Laurent expansion of $1/\sin^2(z)$.
I am trying to compute the Laurent expression of the function $f(z) = 1/\sin^2(z)$, and I am unable to see where I went wrong. This is my work so far:
By checking WolframAlpha, one sees that the Laurent series does have a principal part (with terms $a_n z^{n}, n<0$), and therefore I expect to get a Laurent series with some negative powers. I am interested in the annulus defined by $\pi < |z| < 2\pi$, and we will need to keep this in mind because trigonometric functions are not bound in the complex plane. What I did is this:
$$\frac{1}{\sin^2(z)} = \frac{1}{1-\cos^2(z)} = (…)$$
Because $|\cos^2(z)|>1$ when $\pi < |z| < 2\pi$, we will need to manipulate the expression a little. Multiplying and dividing the denominator by $\cos^2(z)$, we get: $$(…) = -\frac{1}{\cos^2(z)}\frac{1}{1-\frac{1}{\cos^2(z)}} = (…)$$ I was able to calculate the first few terms of $1/\cos(z)$, and as I result I know that $1/\cos^2(z) = 1 + z^2 + \frac{2}{3}z^4 + O(z^6)$. Since we know that for $|w|<1$ $$\frac{1}{1-w} = \sum_{n=0}^\infty w^n$$ Then I arrive at:
$$(…) = -(1+z^2+O(z^4))\cdot (1 + 1+z^2+O(z^4))$$
It is clear that this product will not yield negative powers anywhere. Where did I go wrong? I suspect it is in my assumption about the values that the cosine will take in the annulus, since in the vicinity of the real axis it does take small values. I do not know how to arrive to the correct Laurent series. I have been trying to solve this in many different ways, but I do not get the desired result. Any help will be appreciated.
Given a pole at $z_0$, you can set $w=z-z_0$ so $z=w+z_0$, then letting $g(w)=f(w+z_0)$ you can expand around $w=0$ to make things easier to notate.

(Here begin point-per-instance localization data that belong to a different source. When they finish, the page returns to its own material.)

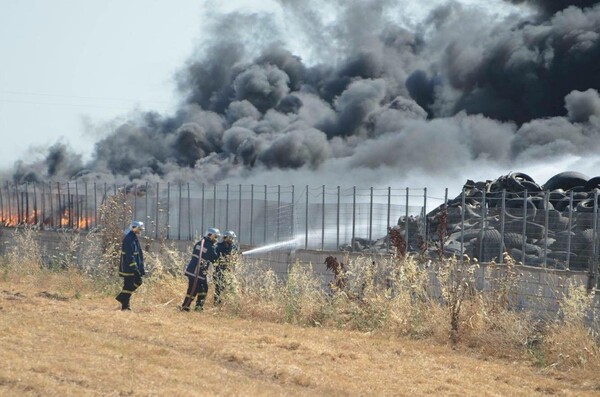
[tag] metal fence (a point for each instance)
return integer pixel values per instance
(313, 217)
(536, 229)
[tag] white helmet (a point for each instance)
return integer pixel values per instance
(229, 234)
(213, 231)
(137, 225)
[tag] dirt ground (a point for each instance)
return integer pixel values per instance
(59, 345)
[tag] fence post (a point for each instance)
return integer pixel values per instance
(353, 217)
(227, 207)
(214, 205)
(168, 209)
(337, 241)
(87, 210)
(95, 203)
(524, 239)
(389, 215)
(189, 213)
(462, 225)
(251, 214)
(502, 221)
(240, 211)
(593, 267)
(406, 223)
(482, 230)
(426, 231)
(35, 209)
(570, 224)
(306, 221)
(292, 212)
(546, 221)
(278, 210)
(202, 228)
(156, 218)
(60, 209)
(323, 220)
(371, 216)
(179, 212)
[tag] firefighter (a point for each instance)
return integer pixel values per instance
(203, 255)
(226, 249)
(131, 266)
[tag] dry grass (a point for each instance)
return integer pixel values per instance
(62, 338)
(384, 333)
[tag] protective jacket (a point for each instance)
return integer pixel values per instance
(224, 249)
(132, 258)
(202, 259)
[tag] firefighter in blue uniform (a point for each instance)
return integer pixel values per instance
(203, 255)
(226, 249)
(131, 266)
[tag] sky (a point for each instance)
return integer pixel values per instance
(359, 93)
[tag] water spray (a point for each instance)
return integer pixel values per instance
(292, 244)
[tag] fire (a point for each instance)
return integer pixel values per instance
(35, 218)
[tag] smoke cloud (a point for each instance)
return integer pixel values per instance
(375, 98)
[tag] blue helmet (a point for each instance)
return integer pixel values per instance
(229, 234)
(213, 231)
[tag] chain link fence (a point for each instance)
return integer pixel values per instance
(541, 229)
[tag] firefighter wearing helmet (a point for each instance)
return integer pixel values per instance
(203, 254)
(226, 250)
(131, 266)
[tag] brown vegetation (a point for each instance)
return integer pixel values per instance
(382, 332)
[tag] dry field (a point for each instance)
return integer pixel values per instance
(58, 342)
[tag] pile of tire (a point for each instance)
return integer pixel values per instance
(554, 224)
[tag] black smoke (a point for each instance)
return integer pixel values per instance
(375, 97)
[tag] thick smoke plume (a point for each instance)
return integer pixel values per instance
(378, 99)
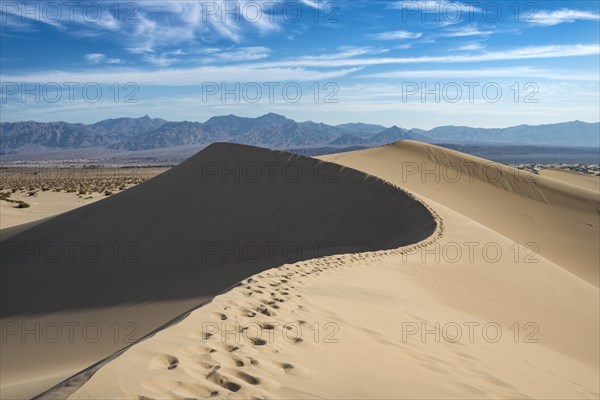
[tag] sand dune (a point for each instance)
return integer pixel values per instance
(388, 320)
(559, 220)
(131, 262)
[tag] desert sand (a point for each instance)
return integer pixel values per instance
(486, 287)
(43, 205)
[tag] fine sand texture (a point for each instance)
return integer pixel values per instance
(473, 310)
(82, 285)
(43, 205)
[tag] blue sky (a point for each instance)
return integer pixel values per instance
(415, 64)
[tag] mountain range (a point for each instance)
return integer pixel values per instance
(271, 131)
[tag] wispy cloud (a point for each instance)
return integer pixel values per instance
(470, 47)
(433, 6)
(183, 76)
(520, 53)
(395, 35)
(509, 72)
(468, 30)
(97, 58)
(561, 16)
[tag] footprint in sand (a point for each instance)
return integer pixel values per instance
(164, 361)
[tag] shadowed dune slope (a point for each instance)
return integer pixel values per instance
(555, 219)
(224, 214)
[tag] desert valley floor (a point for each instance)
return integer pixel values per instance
(452, 277)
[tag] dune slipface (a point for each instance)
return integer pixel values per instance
(221, 216)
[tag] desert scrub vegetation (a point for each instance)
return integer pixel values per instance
(17, 203)
(80, 181)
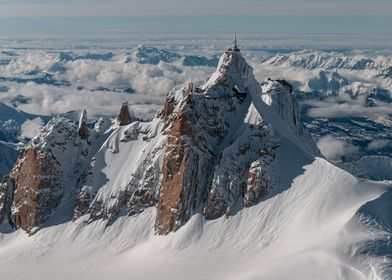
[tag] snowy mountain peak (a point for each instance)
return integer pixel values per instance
(211, 151)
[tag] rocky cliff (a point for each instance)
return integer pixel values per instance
(211, 150)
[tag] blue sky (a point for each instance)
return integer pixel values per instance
(353, 23)
(55, 8)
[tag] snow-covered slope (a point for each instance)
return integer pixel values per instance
(224, 183)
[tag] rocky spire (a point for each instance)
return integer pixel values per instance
(124, 117)
(83, 128)
(235, 46)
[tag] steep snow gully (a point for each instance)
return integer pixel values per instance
(266, 206)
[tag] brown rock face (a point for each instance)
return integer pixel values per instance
(83, 128)
(38, 190)
(213, 137)
(45, 172)
(180, 182)
(124, 117)
(6, 197)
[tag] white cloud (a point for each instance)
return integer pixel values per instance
(150, 82)
(334, 149)
(378, 144)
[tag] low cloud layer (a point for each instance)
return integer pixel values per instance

Noting first that $\sin^2(z)= \frac{1-\cos(2z)}{2}$, which gives an easy well known series to work with when expanding.
We have that $\sin^2(n\pi)=0$ for each $n \in \mathbb{Z}$, so $f$ has a pole at each $z_n=n\pi$. Then letting $w=z-z_n$, we have around $0$ that:
$$\begin{align} g(w) & = f(z+n\pi) \\ & = 1/\sin^2(z+n\pi) \\ & = \dfrac{2}{1-\cos(2z+2n\pi)} \\ &= \dfrac{2}{1-\cos(2z)} \\ & = \dfrac{2}{1-1+\dfrac{(2z)^2}{2}-\dfrac{(2z)^4}{24}+O(z^6)}\\ & = z^{-2}*\dfrac{1}{1-\dfrac{z^2}{3}+O(z^4)}\\ & = z^{-2}*\sum_{n=0}^\infty(\dfrac{z^2}{3}+O(z^4))^n \\ & = z^{-2}*(1+z^2/3+O(z^4)) \\ & = \dfrac{1}{z^2}+\dfrac{1}{3}+O(z^2) \end{align}$$
This'll work at least near $n\pi$, but again we'll have issues on whether $\cos(2z)$ will be sufficiently bounded.